I think Jr is fine the way it is...maybe lower the entry fee.


----------



## suepuff (Aug 25, 2008)

Junior is fine the way it is. Some of us still like to go through the levels for lots of reasons. 

And I LOVE fliers in juniors. It's the most fun ever! Young dogs, still newer to birds....and if it's a crippled??? That is the BEST!!! When they get their first cripple it's something to see on their face on they way back. Excitement, joy...this is supposed to be FUN guys. Come on! They're dogs....


----------



## 1tulip (Oct 22, 2009)

Can I tell you one of my favorite Junior stories?

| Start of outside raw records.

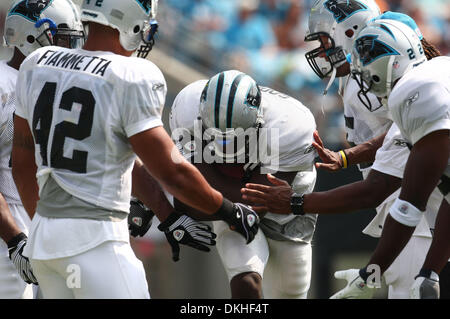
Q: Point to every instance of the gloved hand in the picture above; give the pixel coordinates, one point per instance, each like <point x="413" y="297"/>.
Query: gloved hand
<point x="356" y="288"/>
<point x="181" y="229"/>
<point x="425" y="286"/>
<point x="140" y="218"/>
<point x="22" y="264"/>
<point x="241" y="218"/>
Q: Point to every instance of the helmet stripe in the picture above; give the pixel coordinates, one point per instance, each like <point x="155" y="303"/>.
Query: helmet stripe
<point x="231" y="98"/>
<point x="218" y="98"/>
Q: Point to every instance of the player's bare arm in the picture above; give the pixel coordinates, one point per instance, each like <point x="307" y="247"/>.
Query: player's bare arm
<point x="8" y="227"/>
<point x="173" y="172"/>
<point x="425" y="166"/>
<point x="334" y="161"/>
<point x="23" y="165"/>
<point x="367" y="193"/>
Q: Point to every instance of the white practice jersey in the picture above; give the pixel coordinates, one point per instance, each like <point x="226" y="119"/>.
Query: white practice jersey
<point x="8" y="100"/>
<point x="391" y="159"/>
<point x="420" y="101"/>
<point x="362" y="125"/>
<point x="82" y="106"/>
<point x="293" y="121"/>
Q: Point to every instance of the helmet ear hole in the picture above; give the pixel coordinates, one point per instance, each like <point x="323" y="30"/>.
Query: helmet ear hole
<point x="349" y="33"/>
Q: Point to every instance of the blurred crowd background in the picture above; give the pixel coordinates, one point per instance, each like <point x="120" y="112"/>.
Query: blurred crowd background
<point x="264" y="38"/>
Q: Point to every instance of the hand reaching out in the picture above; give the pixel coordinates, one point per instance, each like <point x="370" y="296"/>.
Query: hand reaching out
<point x="275" y="199"/>
<point x="331" y="161"/>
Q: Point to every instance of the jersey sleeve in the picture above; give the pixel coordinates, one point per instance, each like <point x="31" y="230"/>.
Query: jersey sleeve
<point x="144" y="100"/>
<point x="294" y="147"/>
<point x="22" y="87"/>
<point x="422" y="110"/>
<point x="392" y="156"/>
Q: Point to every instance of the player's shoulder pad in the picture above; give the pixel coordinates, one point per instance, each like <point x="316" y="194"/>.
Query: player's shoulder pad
<point x="186" y="106"/>
<point x="32" y="59"/>
<point x="137" y="70"/>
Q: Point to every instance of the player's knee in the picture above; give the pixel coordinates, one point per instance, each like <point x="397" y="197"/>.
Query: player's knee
<point x="246" y="285"/>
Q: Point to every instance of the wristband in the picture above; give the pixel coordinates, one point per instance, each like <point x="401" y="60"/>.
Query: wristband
<point x="16" y="239"/>
<point x="163" y="226"/>
<point x="428" y="273"/>
<point x="344" y="159"/>
<point x="405" y="213"/>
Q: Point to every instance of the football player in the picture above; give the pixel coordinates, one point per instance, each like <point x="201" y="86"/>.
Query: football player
<point x="29" y="25"/>
<point x="335" y="24"/>
<point x="81" y="116"/>
<point x="208" y="121"/>
<point x="389" y="61"/>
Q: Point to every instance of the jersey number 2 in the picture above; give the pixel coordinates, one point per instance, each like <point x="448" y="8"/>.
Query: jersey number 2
<point x="42" y="121"/>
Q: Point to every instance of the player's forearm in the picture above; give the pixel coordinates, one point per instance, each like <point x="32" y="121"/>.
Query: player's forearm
<point x="26" y="183"/>
<point x="439" y="251"/>
<point x="23" y="165"/>
<point x="190" y="187"/>
<point x="365" y="152"/>
<point x="148" y="190"/>
<point x="8" y="227"/>
<point x="173" y="172"/>
<point x="368" y="193"/>
<point x="393" y="239"/>
<point x="426" y="164"/>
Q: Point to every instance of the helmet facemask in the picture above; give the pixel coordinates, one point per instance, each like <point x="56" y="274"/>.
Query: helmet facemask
<point x="327" y="56"/>
<point x="235" y="145"/>
<point x="148" y="38"/>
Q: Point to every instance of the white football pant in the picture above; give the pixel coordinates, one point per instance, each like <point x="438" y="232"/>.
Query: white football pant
<point x="12" y="285"/>
<point x="284" y="266"/>
<point x="108" y="271"/>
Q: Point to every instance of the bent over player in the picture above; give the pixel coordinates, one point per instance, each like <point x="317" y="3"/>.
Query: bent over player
<point x="210" y="121"/>
<point x="81" y="117"/>
<point x="29" y="25"/>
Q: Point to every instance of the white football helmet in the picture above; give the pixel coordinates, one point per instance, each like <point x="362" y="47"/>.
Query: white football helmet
<point x="383" y="52"/>
<point x="230" y="104"/>
<point x="134" y="19"/>
<point x="335" y="24"/>
<point x="31" y="24"/>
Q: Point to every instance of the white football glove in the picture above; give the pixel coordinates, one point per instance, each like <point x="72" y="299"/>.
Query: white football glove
<point x="425" y="286"/>
<point x="356" y="287"/>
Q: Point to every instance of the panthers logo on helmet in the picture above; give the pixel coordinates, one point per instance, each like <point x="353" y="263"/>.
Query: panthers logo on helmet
<point x="146" y="5"/>
<point x="370" y="49"/>
<point x="30" y="9"/>
<point x="342" y="9"/>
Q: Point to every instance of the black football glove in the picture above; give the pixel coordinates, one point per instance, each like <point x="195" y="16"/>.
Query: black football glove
<point x="241" y="218"/>
<point x="181" y="229"/>
<point x="22" y="264"/>
<point x="140" y="218"/>
<point x="425" y="286"/>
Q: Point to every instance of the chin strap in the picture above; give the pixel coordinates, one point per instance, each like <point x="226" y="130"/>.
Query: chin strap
<point x="330" y="82"/>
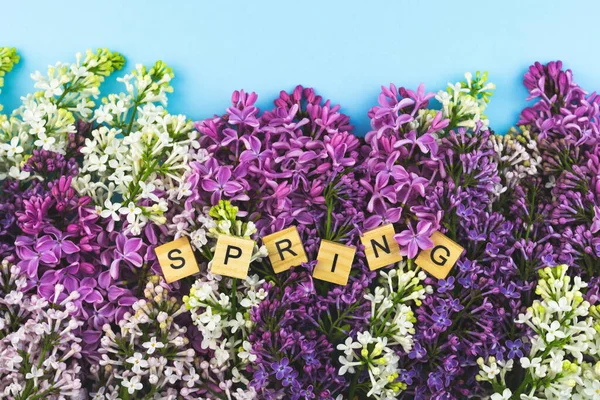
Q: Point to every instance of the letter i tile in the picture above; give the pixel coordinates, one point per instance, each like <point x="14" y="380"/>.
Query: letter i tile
<point x="285" y="249"/>
<point x="334" y="262"/>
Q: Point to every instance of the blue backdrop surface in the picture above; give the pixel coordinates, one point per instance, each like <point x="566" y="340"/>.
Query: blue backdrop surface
<point x="345" y="49"/>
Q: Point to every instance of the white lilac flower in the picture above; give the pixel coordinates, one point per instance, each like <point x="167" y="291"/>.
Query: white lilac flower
<point x="566" y="335"/>
<point x="150" y="353"/>
<point x="220" y="306"/>
<point x="46" y="118"/>
<point x="139" y="153"/>
<point x="390" y="332"/>
<point x="463" y="103"/>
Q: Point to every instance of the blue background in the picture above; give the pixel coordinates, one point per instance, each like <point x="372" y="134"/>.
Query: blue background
<point x="345" y="49"/>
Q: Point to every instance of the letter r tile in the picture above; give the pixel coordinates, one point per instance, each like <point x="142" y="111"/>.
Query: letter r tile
<point x="177" y="259"/>
<point x="440" y="259"/>
<point x="285" y="249"/>
<point x="232" y="256"/>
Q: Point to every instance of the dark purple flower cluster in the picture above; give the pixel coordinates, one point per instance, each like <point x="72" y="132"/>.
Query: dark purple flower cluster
<point x="565" y="123"/>
<point x="59" y="238"/>
<point x="425" y="177"/>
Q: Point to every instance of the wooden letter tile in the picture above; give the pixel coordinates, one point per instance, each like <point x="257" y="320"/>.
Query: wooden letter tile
<point x="232" y="256"/>
<point x="440" y="259"/>
<point x="381" y="248"/>
<point x="334" y="262"/>
<point x="177" y="259"/>
<point x="285" y="249"/>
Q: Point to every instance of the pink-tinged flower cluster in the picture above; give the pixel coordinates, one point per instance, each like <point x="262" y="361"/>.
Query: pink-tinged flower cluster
<point x="40" y="348"/>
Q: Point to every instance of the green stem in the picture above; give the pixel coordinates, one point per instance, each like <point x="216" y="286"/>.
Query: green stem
<point x="353" y="385"/>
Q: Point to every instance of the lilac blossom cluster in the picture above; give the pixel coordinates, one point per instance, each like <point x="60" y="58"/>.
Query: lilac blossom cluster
<point x="89" y="191"/>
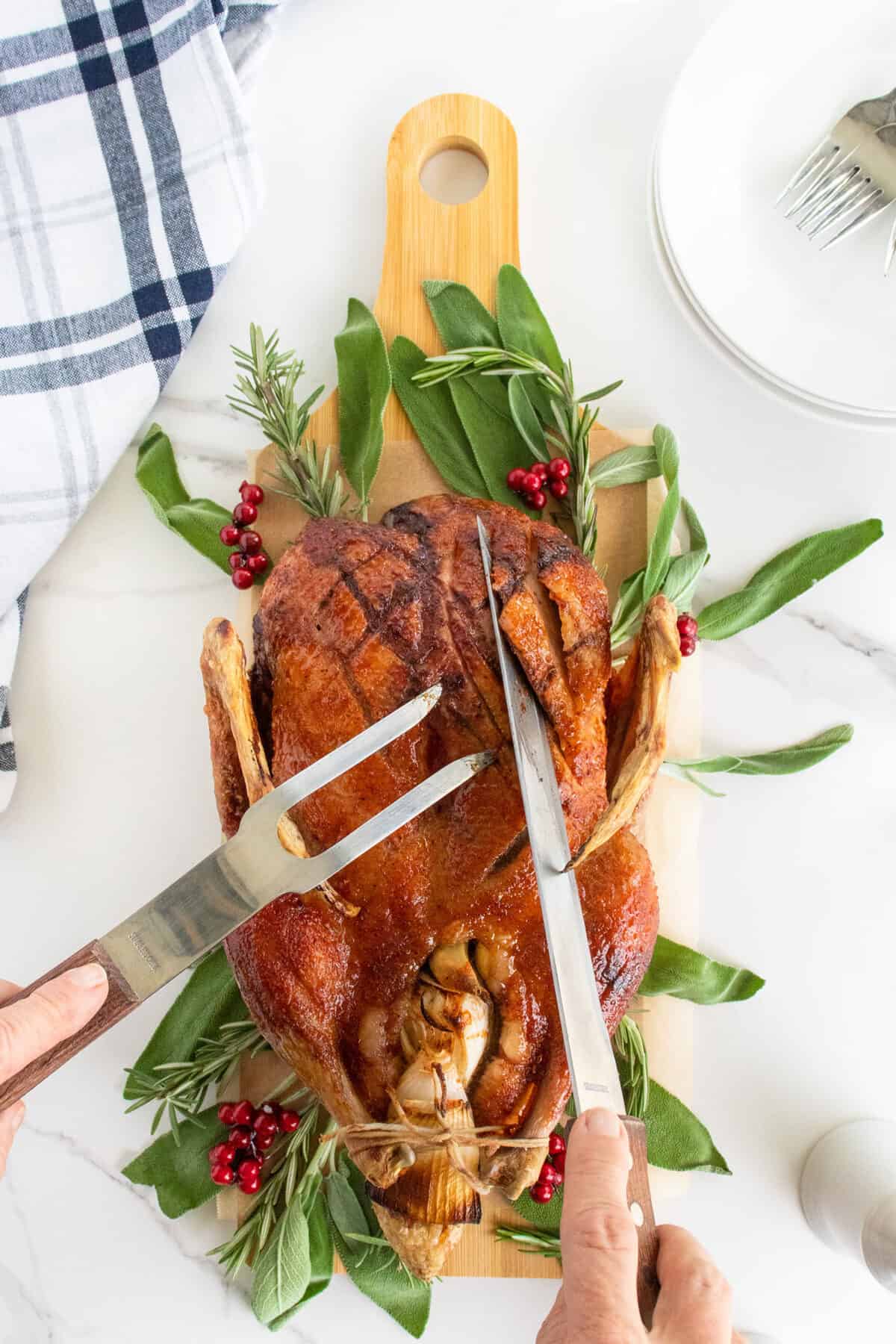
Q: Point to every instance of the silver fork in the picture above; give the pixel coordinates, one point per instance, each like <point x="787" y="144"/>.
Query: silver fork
<point x="849" y="178"/>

It involved a bunch to Toller people who obviously showed their dogs in conformation. Really nice people, but you could tell from the way they dressed very professionally and had very nice, clean 2 WD vans that HT was not their normal venue. 

Well, the field that the judges were given to use was in a field of dense maybe knee or mid-thigh high grass. Flier was shot. Toller takes off and disappears into the grass. Next we see it it's leaping up (in AOF) trying to use his nose and his eyes. Lord only knows what the dog could scent in that deep grass with no wind. We would lose sight of him and he was hunting deep, hunting behind the gun, he crossed the road, came back plunged into the grass again. He'd disappear for long stretches. Sometimes he'd be leaping really almost on top of the bird. The owner (Oxford cloth button down shirt, clean chinos and loafers) you could tell he was sweating bullets. The tension amongst the toller crowd was getting palpable and spreading through the gallery. 

No one could tell exactly what the judges were telling the owner (who kept turning to look at them... like, "what do I do"?) but he'd turn back around and watch the grass rustle and an occasional spotting as the little dog leapt out of the grass.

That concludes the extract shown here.